Le politologue Hassan Nafea
Al-Ahram Hebdo : Lors du deuxième anniversaire de la révolution, de nombreux slogans scandant la chute du régime de Morsi se sont fait entendre. Comment les interprétez-vous ?
Hassan Nafea : Depuis l’arrivée du président Morsi au pouvoir, les manifestations sont devenues un phénomène récurrent et régulier. A chaque fois, les slogans et les revendications des manifestants diffèrent, reflétant plus ou moins la réalité qu’ils vivent au quotidien.
Une fois ils parlent de « dignité» et protestent contre les agressions commises par la police ; une autre fois ils évoquent le « départ » de Morsi et expriment, par ce biais, la colère populaire contre les politiques adoptées par son régime. Beaucoup de personnes descendant dans la rue estiment que rien n’a changé depuis Moubarak. Pis encore, que la situation s’aggrave. Pour ma part, je compare la situation actuelle de l’Egypte au tunnel Fairmont. Ce fameux tunnel, situé à Monaco, est réputé difficile pour les conducteurs à cause du changement rapide de la lumière à l’obscurité, puis de nouveau à la lumière. Nous sommes, à mon sens, à l’entrée du tunnel.
— A l’instar de certains manifestants, dressez-vous une similitude entre le régime de Moubarak et celui de Morsi ?
— Pas du tout. Ça serait une comparaison injuste et illégale. Ni la durée ni les conditions du pouvoir ne permettent d’établir une véritable comparaison. Moubarak est devenu chef d’Etat parce qu’il était le viceprésident de Sadate, alors que Morsi
est un président élu. Vu son poste à côté de Sadate, Moubarak avait une bonne expérience en matière de politique et saisissait bien les défis intérieurs et extérieurs qu’affrontait le pays. Il prenait les affaires spontanément et finalement sans rien arranger sur le long terme. En revanche, Morsi a récemment accédé à un haut poste politique. Il lui faut sans doute un peu de temps pour assimiler ce qui se passe autour de lui. Notons aussi que les circonstances pendant lesquelles Moubarak et Morsi ont pris le pouvoir diffèrent du tout au tout. La présidence de Moubarak a débuté pendant une période de stabilité quasi complète. De son côté, Morsi a dû affronter, dès le premier jour, un tas exorbitant de problèmes, qu’il lui faut régler rapidement s’il souhaite lancer des politiques à long terme.

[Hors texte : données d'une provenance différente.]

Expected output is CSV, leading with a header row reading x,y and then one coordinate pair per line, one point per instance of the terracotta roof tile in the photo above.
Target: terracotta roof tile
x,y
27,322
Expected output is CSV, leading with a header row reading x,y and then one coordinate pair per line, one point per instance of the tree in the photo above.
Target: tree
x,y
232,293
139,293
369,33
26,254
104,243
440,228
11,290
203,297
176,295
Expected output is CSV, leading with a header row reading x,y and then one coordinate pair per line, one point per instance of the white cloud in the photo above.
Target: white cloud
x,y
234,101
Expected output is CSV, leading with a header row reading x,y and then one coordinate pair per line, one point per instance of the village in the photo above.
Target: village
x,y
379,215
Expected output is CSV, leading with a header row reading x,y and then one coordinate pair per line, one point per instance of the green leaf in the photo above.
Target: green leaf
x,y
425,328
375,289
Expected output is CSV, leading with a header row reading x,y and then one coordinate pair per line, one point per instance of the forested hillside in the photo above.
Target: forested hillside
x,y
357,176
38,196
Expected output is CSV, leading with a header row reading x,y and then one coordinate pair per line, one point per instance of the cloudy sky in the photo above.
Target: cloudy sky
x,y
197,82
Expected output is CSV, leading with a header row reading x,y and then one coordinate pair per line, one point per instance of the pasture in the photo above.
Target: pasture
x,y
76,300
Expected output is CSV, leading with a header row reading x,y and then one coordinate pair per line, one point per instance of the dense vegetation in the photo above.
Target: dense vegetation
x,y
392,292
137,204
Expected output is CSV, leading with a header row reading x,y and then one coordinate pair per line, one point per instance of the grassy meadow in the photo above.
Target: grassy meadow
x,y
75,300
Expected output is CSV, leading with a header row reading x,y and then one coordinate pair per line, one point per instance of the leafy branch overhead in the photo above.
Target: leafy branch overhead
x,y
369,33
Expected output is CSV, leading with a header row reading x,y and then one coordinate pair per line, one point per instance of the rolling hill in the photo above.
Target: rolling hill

Aujourd’hui, en Egypte, une vague de protestation et un manque de sécurité s’emparent du pays et touchent les investissements et le tourisme. La relation entre la police et les citoyens ne cesse de se détériorer, la corruption se prolonge dans tous les secteurs, la situation économique s’aggrave continuellement …
Tous ces défis semblent entraver le pouvoir de Morsi. Il n’arrive même pas à réaliser ses cinq fameuses promesses des 100 premiers jours, concernant le pain, l’essence, la circulation, la sécurité et la propreté.
— Du point de vue des politiques entreprises, quelles sont les grandes différences entre les deux régimes ?
— Chaque régime suit ses propres grandes lignes, qui diffèrent selon les problèmes auxquels est confronté le pays. Par exemple, au début de l’ère de Moubarak, c’était la question des libertés qui préoccupait. Avec Morsi, c’est la stabilité et la sécurité qui demeurent en tête de liste. Viennent ensuite la liberté et la justice sociale. C’est pour cette raison que Morsi ne peut ni parvenir à un essor économique, ni renforcer sa politique étrangère. Il doit d’abord apaiser les revendications des citoyens.
— L’opposition réclame des élections présidentielles anticipées. Est-ce la preuve de la défaillance du régime de Morsi ?
— Au lendemain de son élection, les promesses électorales de Morsi et ses déclarations étaient très enthousiastes. Malheureusement, son trajet semble après avoir pris une direction différente de ses propos. Ceci est dû, en grande partie, au fait qu’il se fait l’écho de la voix de la confrérie des Frères musulmans. Le résultat, c’est le maintien du premier ministre en dépit de sa mauvaise performance ou encore son approbation du choix des ministres dont la majorité sont des islamistes, sans véritable expérience politique. Cette intransigeance mène le pays vers l’impasse. Aujourd’hui, j’exclus l’idée d’élections anticipées, mais je souhaite que Morsi instaure un gouvernement de coalition. Si Morsi quitte le pouvoir sous la pression populaire, aucun président ne restera en poste plus de quelques mois. A sa première défaillance, la rue réclamera la chute du nouveau régime.